4. On November 22, Parliament voted 63-61 to reject the
annual report of the Committee on Legal Affairs, Governance,
Human Rights and Gender matters because it contained
recommendations for amendments to the National Constitutional
Conference Act. The Legal Affairs Committee has a majority
of opposition members and apparently used its annual report
as an attempt to bring attention to calls for changes to the
NCC Act. Justice Minister George Kunda rejected the tactic,
saying that the government was very advanced in its
preparations for the NCC, which was originally supposed to
begin sitting next week. No official opening date has been
announced yet, and Kunda said that the NCC would open
"sometime next month." In the meantime, Heritage Party
president Brigadier Godfrey Miyanda has filed a court case
challenging the NCC on the grounds that the NCC Act
discriminates against smaller parties by only allowing
political parties who are members of the Zambia Center for
Interparty Dialogue to nominate representatives to the NCC.
The case is scheduled to be heard by the Lusaka High Court on
December 26.

--------------
Newcomer Makes Waves in MMD
--------------


LUSAKA 00001303 002.2 OF 002



5. An automotive and aerospace engineering professor who has
been resident in the UK for the past 18 years is making waves
within the ruling Movement for Multiparty Democracy by
announcing his intention to run for president of the party.

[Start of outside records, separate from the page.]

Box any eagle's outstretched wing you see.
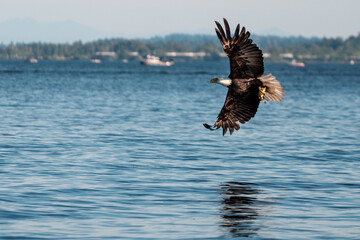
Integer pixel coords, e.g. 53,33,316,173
214,83,260,135
215,18,264,79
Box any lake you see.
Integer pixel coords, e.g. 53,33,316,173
0,60,360,239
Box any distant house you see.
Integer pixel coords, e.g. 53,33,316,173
95,52,116,57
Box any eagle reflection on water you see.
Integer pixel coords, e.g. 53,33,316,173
220,182,260,237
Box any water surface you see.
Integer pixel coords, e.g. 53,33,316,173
0,61,360,239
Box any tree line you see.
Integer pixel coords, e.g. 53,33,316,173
0,34,360,62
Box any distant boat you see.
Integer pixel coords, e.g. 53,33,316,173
28,58,38,63
288,59,305,67
90,59,101,63
140,55,174,66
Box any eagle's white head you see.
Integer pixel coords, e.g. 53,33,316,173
210,78,232,87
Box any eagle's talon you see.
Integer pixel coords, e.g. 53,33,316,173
259,87,266,103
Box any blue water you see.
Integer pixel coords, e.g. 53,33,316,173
0,61,360,239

Professor Clive Chirwa, who only joined the MMD this past
September and who appears to have been unknown to Zambians
before a few interviews in local papers during his visit to
Zambia at that time, announced his intentions on November 22.

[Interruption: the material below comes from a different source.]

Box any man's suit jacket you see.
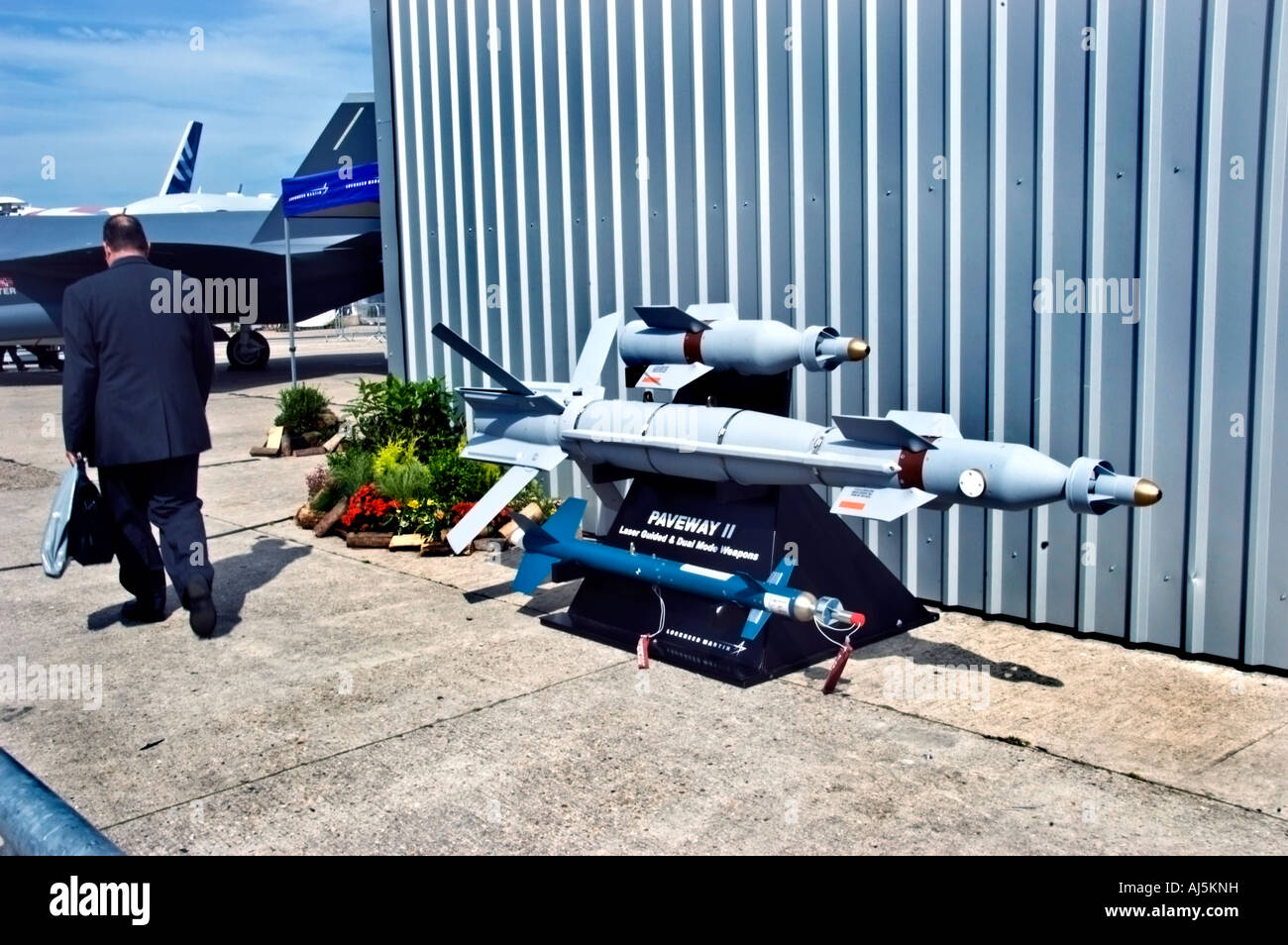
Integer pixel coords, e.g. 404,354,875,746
63,257,215,467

Professor Chirwa is chair of Automotive and Aerospace
Structures at the University of Bolton (some local papers
also refer to him as the Bolton University Professor of
Crashworthiness). MMD cadres wasted no time in circling the
wagons; Lusaka Province provincial minister Lameck Mangani
said that Chirwa would be bruised politically if he dared to
contest the MMD presidency without understanding how the
party operates. While it's unclear at this point whether
Chirwa has any staying power or if he intends to move to
Zambia from the UK, he joins a long list of MMD contenders in
advance of the tentatively-planned 2010 MMD party convention.